Rage au Maroc : après un décès, la Suisse alerte ses ressortissants sur les chiens errants

Le Département fédéral des affaires étrangères (DFAE) de Suisse a récemment mis à jour ses recommandations de voyage pour le Maroc, alertant les touristes sur les risques liés à la rage.

Le message, diffusé sur ses canaux officiels, insiste sur la nécessité d’éviter tout contact avec les chiens errants et de consulter immédiatement en cas de morsure ou de griffure, même légère.

Cette mise en garde fait suite au décès d’une ressortissante suisse, contaminée après une griffure de chien dans la région de Taghazout, près d’Agadir. Selon les médias helvétiques, la victime aurait reçu un traitement post-exposition sur place, jugé toutefois incomplet. De retour en Suisse, son état s’est dégradé rapidement, entraînant une issue fatale.

Ce drame ravive les inquiétudes autour d’un problème de santé publique encore mal maîtrisé au Maroc. En février dernier, une Britannique de 59 ans était également décédée après une égratignure infligée par un chiot errant, dans le sud du Royaume. Deux cas tragiques, à quelques mois d’intervalle, qui rappellent la dangerosité d’une maladie souvent négligée.

Un virus qui continue de faire des dégâts

La rage est une infection virale qui, une fois les symptômes apparus, conduit presque systématiquement à la mort. Pourtant, elle peut être évitée si le traitement post-exposition est administré à temps et dans son intégralité. Le protocole inclut une vaccination rapide, souvent accompagnée d’immunoglobulines, surtout en cas de blessure à risque élevé.
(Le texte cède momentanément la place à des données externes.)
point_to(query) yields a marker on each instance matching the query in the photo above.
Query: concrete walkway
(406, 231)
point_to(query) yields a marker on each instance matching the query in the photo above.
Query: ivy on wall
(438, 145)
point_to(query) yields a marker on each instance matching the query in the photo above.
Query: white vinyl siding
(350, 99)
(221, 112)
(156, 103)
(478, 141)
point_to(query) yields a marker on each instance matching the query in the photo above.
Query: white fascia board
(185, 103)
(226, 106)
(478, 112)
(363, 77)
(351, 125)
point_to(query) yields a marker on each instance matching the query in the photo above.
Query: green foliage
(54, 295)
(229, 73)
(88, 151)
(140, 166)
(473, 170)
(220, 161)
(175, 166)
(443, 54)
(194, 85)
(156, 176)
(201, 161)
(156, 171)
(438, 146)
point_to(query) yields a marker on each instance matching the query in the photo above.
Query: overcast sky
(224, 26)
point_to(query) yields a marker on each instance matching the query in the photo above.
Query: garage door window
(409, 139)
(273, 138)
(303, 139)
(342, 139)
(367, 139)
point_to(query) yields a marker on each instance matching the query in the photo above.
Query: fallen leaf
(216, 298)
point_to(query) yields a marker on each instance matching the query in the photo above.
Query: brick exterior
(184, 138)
Au Maroc, des campagnes de vaccination animale sont régulièrement menées, notamment dans les zones urbaines à forte densité canine. Toutefois, le contrôle des chiens errants reste complexe, et l’accès au traitement antirabique n’est pas toujours garanti, notamment dans les zones rurales ou enclavées.

Des efforts, mais des lacunes persistantes

Les autorités sanitaires marocaines rappellent l’importance de consulter en urgence après tout contact suspect avec un animal potentiellement porteur du virus. Des centres antirabiques existent, mais leur répartition territoriale et l’approvisionnement en vaccins posent encore problème. Certaines régions souffrent de pénuries ou de ruptures de stock temporaires, retardant la prise en charge des victimes.
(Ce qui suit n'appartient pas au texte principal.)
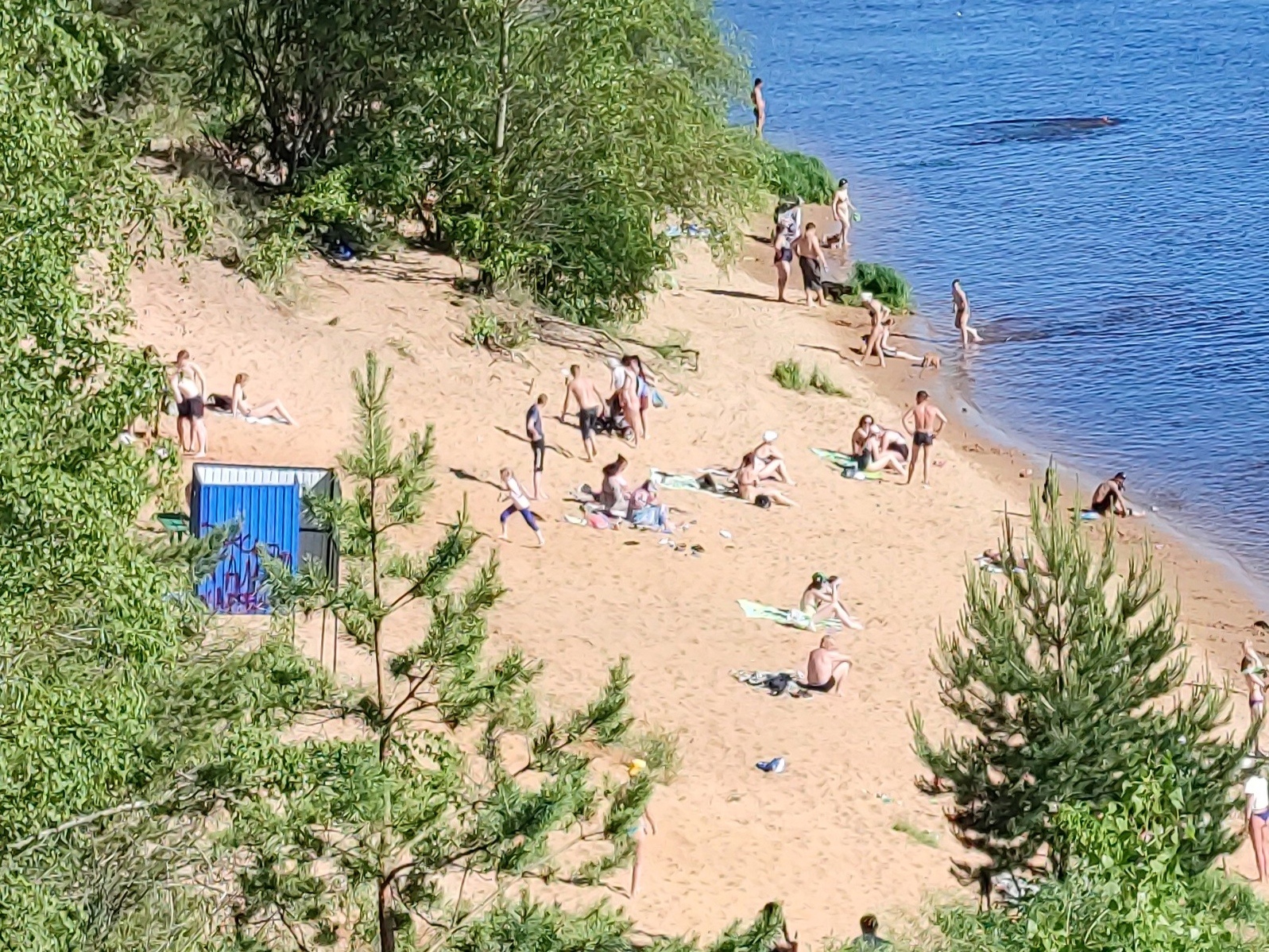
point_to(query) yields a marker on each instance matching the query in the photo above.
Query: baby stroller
(613, 423)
Le ministère de la Santé et de la Protection Sociale (MSPS) insiste également sur le rôle de la prévention, via la sensibilisation des citoyens, l’éducation des enfants et la formation du personnel soignant. Une meilleure coordination entre les services de santé, les autorités locales et les vétérinaires est également jugée indispensable pour renforcer l’efficacité des campagnes.

La vigilance doit passer à la vitesse supérieure

Le Maroc accueille chaque année plusieurs millions de visiteurs. La multiplication des cas liés à la rage, même rares, peut nuire à l’image du pays si des mesures d’information et de prévention ne sont pas renforcées. Guides touristiques, agences de voyage, hôteliers et restaurateurs sont appelés à jouer un rôle actif, en orientant immédiatement les personnes exposées vers des structures médicales adaptées.
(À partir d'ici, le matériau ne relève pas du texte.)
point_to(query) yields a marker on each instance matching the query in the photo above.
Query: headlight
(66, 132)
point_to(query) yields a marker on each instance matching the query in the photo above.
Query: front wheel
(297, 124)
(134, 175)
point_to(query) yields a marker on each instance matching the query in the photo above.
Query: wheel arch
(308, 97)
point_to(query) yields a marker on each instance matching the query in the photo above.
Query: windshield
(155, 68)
La gestion des chiens errants, souvent laissée aux municipalités, mérite une approche plus globale. Si des initiatives locales existent, stérilisation, identification, vaccination, elles restent insuffisantes face à l’ampleur du phénomène. La coordination intersectorielle, entre santé, environnement et collectivités territoriales, apparaît désormais comme une priorité.

La mort de cette touriste suisse est un signal d’alarme. Elle rappelle que la rage, bien que connue et évitable, reste un danger réel. Une meilleure prévention, un accès équitable au traitement et une politique claire de gestion des populations animales sont les conditions pour endiguer durablement ce fléau.